Con queste premesse, il governatore lancia la sfida referendaria in grande stile («è la madre di tutte le battaglie»), si sbilancia prevedendo «un’affluenza del 65-70% e una percentuale di Sì superiore al 90%». E poi chiede una partecipazione-record: «Se vinciamo non è che l’indomani diventiamo autonomi, ma di certo nulla sarà come prima, il risultato condizionerà ogni trattativa con lo Stato, ogni legge che sarà fatta in Regione». Zaia, insomma, ci mette la faccia, si espone al rischio perchè l’investimento su un grande progetto autonomista di governo può fruttare un dividendo politico alto. «Qualunque partita nazionale si giocherà in Veneto - aggiunge - Non ce ne saranno di più accese. Non so quanto ci vorrà, ma il Veneto l’autonomia la porterà a casa. Se non sarà con Renzi sarà col prossimo governo di centrodestra». A modo suo, il governatore vuol riuscire in un campo dove tutti hanno fallito: ottenere l’autonomia aprendo una vera trattativa con lo Stato senza strappi, traumi, avventure nè stramberie (il sondaggio on line del 2014 con 2 milioni di fantomatici votanti), stando nella legalità e senza uscire dai binari della Costituzione. Infatti, quando la Consulta ha fatto scattare la tagliola, Zaia non ha seguito il richiamo della foresta, le pressioni di chi spingeva per reazioni muscolari, l’emulazione della Catologna che, dopo il no di Madrid, l’ha sfidata celebrando lo stesso la consultazione.
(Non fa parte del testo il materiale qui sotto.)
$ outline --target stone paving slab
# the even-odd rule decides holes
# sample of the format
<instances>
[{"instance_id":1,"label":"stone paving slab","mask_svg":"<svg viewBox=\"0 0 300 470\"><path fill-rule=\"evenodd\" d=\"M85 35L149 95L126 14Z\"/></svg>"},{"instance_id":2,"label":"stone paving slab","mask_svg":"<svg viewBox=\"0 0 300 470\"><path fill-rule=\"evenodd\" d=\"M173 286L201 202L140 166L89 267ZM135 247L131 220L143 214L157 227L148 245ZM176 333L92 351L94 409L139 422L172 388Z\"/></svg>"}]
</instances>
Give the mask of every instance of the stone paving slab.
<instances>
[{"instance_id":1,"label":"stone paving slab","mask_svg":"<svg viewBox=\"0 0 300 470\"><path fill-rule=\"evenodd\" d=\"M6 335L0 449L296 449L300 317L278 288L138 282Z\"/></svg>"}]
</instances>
Piuttosto ha studiato una via istituzionale già provata dalla Lega di Bossi prima con la devolution poi con i decreti sul federalismo, tentativi finiti entrambi male, ma cambiando la formula: una via regionale, dal basso (il territorio) e non dall’alto (il Parlamento) che chiama il popolo a dire la sua per poi andare a Roma a trattare da una posizione di forza, con in tasca l’80-90% dei consensi della "categoria", con la pistola sul tavolo e l’obbligo, per la controparte, di prendere sul serio richieste e negoziato. Il Veneto come apripista per la Lombardia ed altre Regioni. Nella terra del Piave e degli alpini col tricolore, Zaia non sputa sulla bandiera nè sbeffeggia uno Stato usurpatore da cui scappare prima possibile. Nella patria dei venetisti - numerosi anche in Lega - che ogni anno, il 21 ottobre ricordano il plebiscito-truffa del 1866 (che sancì l’annessione del Veneto all’Italia), Zaia indica un risultato politico diverso ma non così lontano da quello che si avrebbe con l’indipendenza. Ribattono i secessionisti: ve la siete messa via, l’indipendenza. «Non ce la siamo messa via - replica l’assessore Roberto Marcato - questo è un passaggio necessario». Intanto con questa mossa, Zaia, sta ottenendo anche un altro effetto: quello di strappare il Sì anche del Movimento 5 Stelle e di una buona parte del Pd veneto: il quale, per non scomparire dai radar, non può che appoggiare la battaglia autonomista.